The analogy emphasizes the task’s complexity, as the concentration of carbon dioxide in the atmosphere is remarkably low.

A breakthrough in carbon capture

Despite the challenges, Professor Lee and his students have made significant progress. They have designed an efficient system for capturing carbon dioxide from the air at approximately 420 parts per million.

The beauty of this process, which is called “direct air capture,” is that it can be implemented virtually anywhere.

Power plants and transportation account for about 53% of all carbon dioxide emissions. The remaining emissions are produced by commercial and residential buildings, industry, agriculture, and other human activities.

“Although industrial decarbonization efforts are underway, it’s really hard to implement carbon capture in the remaining sectors,” said Professor Lee.

How the system works

The system uses electricity to separate carbon dioxide. However, it leans towards the use of hot water instead of electricity or steam, making it more energy-efficient than other carbon-capture systems.

To achieve this, the team established a benchtop model. Ambient air is pumped through a canister, which is filled with a honeycomb-like block wrapped with carbon fiber.

This block, designed and fabricated in Lee’s lab, contains individual cells coated with a specially designed adsorbent material that captures carbon dioxide.

When the carbon dioxide levels begin to rise at the block’s outlet, the team knows it is time to heat the structure, freeing the trapped carbon dioxide.

Scaling up the process

The Cincinnati team has successfully repeated this process more than 2,000 times without any decline in efficiency or degradation of the materials.

Professor Lee is optimistic that the process can be extended to 10,000 cycles, which would make the system more economically viable.

The ultimate test came when the team scaled up the project. Inside of a climate-controlled chamber, they built a person-sized canister, which also draws outside air but can manage temperature, humidity, and wind speed variances.

With an expanded system, Professor Lee and his team have their sights set on an industrial-size prototype.

Addressing climate change

Soumitra Payra, a postdoctoral fellow at the University of Cincinnati, looks forward to a future where this technology will be scrubbing carbon dioxide from the atmosphere on a large scale.

“I think it’s a great project. We’re doing some real applications that can help the environment,” said Payra.

Professor Lee noted that these systems could be instrumental in addressing climate change – as the demand for electricity is expected to surge in the years ahead.

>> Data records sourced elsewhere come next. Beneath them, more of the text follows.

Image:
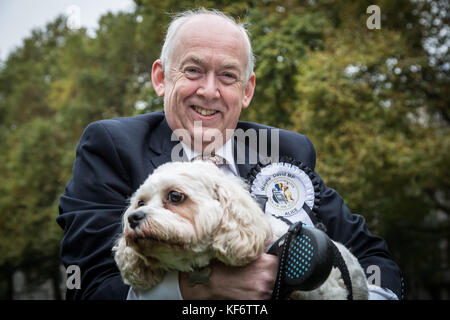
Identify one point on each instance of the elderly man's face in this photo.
(206, 81)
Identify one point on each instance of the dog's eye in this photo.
(175, 197)
(141, 203)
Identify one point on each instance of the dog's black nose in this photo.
(135, 218)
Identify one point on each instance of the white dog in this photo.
(187, 213)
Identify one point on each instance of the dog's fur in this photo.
(218, 219)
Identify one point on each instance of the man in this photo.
(205, 74)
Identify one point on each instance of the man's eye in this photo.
(229, 77)
(175, 197)
(192, 73)
(141, 203)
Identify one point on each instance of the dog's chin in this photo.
(148, 244)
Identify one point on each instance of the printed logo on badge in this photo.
(291, 189)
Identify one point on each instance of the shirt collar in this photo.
(225, 151)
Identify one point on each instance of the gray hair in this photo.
(180, 18)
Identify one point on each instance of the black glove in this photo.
(306, 256)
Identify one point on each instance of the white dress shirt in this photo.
(169, 289)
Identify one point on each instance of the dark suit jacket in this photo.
(114, 157)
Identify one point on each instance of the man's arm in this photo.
(90, 214)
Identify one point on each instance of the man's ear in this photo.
(158, 78)
(249, 91)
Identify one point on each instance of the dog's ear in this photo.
(243, 229)
(134, 270)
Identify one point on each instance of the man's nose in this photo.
(135, 218)
(209, 88)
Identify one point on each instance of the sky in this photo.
(19, 17)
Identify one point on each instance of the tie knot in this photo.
(217, 160)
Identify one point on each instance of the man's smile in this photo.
(203, 112)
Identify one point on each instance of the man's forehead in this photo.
(209, 31)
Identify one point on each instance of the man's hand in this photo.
(252, 282)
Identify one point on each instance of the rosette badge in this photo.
(291, 188)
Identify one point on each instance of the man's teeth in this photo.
(204, 112)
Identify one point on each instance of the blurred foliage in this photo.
(375, 103)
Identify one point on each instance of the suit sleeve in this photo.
(351, 230)
(90, 214)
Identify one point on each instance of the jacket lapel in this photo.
(162, 144)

“Big tech companies like Google, Microsoft and Amazon are supporting this type of research. They will need a lot of energy to run their data centers,” he said.

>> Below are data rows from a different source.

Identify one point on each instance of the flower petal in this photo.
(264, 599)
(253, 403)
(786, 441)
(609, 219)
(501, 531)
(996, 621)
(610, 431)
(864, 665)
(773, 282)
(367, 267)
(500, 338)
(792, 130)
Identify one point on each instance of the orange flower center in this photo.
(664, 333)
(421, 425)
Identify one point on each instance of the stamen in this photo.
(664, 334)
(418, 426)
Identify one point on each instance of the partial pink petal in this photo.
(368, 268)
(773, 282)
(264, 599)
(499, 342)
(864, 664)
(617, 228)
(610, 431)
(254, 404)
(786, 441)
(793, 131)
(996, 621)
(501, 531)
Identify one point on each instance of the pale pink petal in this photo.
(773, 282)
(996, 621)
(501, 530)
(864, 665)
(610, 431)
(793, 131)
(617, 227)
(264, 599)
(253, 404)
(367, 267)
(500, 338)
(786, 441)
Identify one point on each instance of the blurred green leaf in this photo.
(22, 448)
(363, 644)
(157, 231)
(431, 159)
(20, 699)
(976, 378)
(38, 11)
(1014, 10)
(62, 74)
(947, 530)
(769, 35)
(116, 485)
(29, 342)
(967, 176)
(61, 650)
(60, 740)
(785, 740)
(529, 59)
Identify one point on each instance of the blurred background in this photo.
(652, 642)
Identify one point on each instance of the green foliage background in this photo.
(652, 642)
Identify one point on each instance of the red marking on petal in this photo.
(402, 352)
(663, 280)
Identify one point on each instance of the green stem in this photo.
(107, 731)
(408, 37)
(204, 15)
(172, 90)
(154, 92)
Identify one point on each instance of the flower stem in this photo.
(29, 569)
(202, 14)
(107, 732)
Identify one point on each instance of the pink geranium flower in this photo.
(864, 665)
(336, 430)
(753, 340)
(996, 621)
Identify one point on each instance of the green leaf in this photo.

“In the carbon tax credit market, the more electricity you use, the more carbon dioxide you emit. So they’re buying carbon tax credits, which support the development of these carbon-capture technologies.”

Progress in carbon capture technology

Funded by the U.S. Department of Energy (DOE), the research has made significant strides in advancing carbon capture technology development.

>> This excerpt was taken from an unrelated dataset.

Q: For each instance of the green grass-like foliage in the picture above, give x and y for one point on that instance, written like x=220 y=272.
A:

The team’s innovative system holds the potential to transform the way we combat climate change, offering a scalable and energy-efficient solution to reduce atmospheric carbon dioxide.

Professor Lee is hoping the DOE will continue to support his plans to develop an industrial-size prototype.

“Our technology has proven to reduce the heat required for the desorption by 50%. That’s a really big improvement,” said Lee. “By using half of the energy, we can separate out carbon dioxide more efficiently. And we can make the cycle longer and longer.”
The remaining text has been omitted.